Russia, Iran, and China have strongly criticized Washington's newly revealed policy plan to expand U.S. nuclear weapons capabilities in order to deter other countries.
The plan, which calls for the U.S. nuclear arsenal to be revamped with the development of new low-yield atomic weapons, was announced in a policy statement by President Donald Trump's administration released on February 2.
Iranian President Hassan Rohani on February 4 accused the United States of "shamelessly threatening Russia with a new atomic weapon."
Speaking in a televised speech from Tehran, Rohani said that "the same people who supposedly believe that using weapons of mass destruction is a crime against humanity...are talking about new weapons to threaten or use against rivals."
Iranian Foreign Minister Mohammad Javad Zarif warned in a Twitter message that the U.S. policy document risked "bringing humankind closer to annihilation."
China on February 4 criticized the U.S. government for portraying Beijing as a potential nuclear adversary after the nuclear-policy review said Washington wanted to prevent Beijing from mistakenly concluding that any use of nuclear weapons, however limited, is acceptable.
China also called on Washington to honor its commitments to reduce its own nuclear arsenal.
China's Defense Ministry said its military activities were defensive and its nuclear arsenal was the "minimum level" required for its security.
In a statement, the ministry expressed hope that the United States would "abandon a Cold War mentality" and "shoulder its special and prior responsibility for its own nuclear disarmament."
On February 3, Russia's Foreign Ministry characterized the Trump administration’s policy statement as both "confrontational" and "anti-Russian."
The statement dismissed the document as "an unscrupulous attempt to shift onto others one's own responsibility for the degrading situation in the field of international and regional security."
It particularly condemned the development of low-yield nuclear weapons, which Moscow said can significantly lower the threshold for the use of nuclear weapons and "lead to a nuclear-missile war even in low-intensity conflicts."
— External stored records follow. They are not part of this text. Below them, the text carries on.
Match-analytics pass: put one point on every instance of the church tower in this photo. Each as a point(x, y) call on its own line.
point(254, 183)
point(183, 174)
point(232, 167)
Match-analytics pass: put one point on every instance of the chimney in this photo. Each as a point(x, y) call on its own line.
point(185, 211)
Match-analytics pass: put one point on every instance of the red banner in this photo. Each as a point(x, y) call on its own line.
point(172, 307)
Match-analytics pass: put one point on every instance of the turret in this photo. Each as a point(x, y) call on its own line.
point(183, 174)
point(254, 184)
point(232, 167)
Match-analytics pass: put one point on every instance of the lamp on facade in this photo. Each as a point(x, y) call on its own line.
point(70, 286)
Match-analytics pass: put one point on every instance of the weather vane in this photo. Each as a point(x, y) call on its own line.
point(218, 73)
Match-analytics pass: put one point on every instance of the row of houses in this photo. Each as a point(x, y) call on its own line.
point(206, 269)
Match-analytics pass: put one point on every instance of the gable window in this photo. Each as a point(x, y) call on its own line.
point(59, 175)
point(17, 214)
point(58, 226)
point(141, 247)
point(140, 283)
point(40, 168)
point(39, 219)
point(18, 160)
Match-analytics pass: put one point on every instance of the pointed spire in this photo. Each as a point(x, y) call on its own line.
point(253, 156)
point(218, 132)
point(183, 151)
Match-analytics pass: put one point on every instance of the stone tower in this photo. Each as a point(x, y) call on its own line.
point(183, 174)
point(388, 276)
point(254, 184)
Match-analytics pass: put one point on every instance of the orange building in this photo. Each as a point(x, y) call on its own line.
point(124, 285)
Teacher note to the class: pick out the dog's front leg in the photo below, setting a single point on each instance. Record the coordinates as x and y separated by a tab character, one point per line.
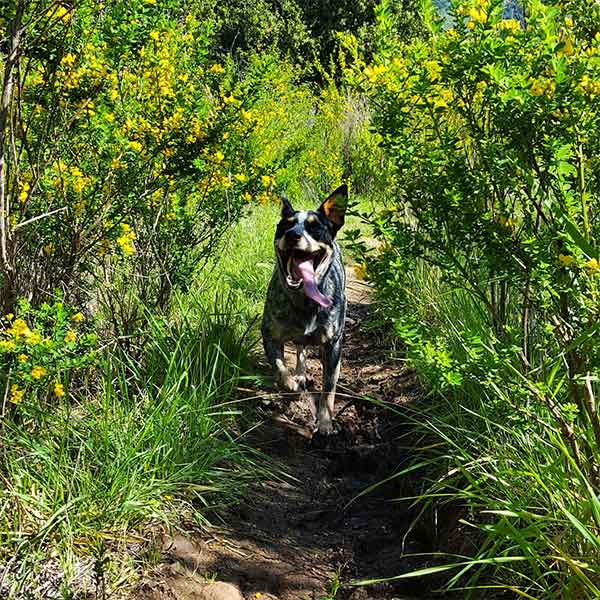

The Nuclear Posture Review, a report customarily done at the outset of a new U.S. administration, outlines the Pentagon's nuclear goals under Trump.
It is the first time since 2010 that the U.S. military has enunciated how it foresees nuclear threats in the coming decades.
It says Russia must be persuaded it would face "unacceptably dire costs" if it were to threaten even a limited nuclear attack in Europe.
"This is a response to Russian expansion of their capability and the nature of their strategy and doctrine," Defense Secretary Jim Mattis wrote in the 75-page summary of the review, which also highlights the U.S. concerns about North Korea, Iran, and China.
The document specifically points to a Russian doctrine known as "escalate to de-escalate," in which Moscow would use or threaten to use smaller-yield nuclear weapons in a limited conventional conflict in Europe to compel the United States and NATO to back down.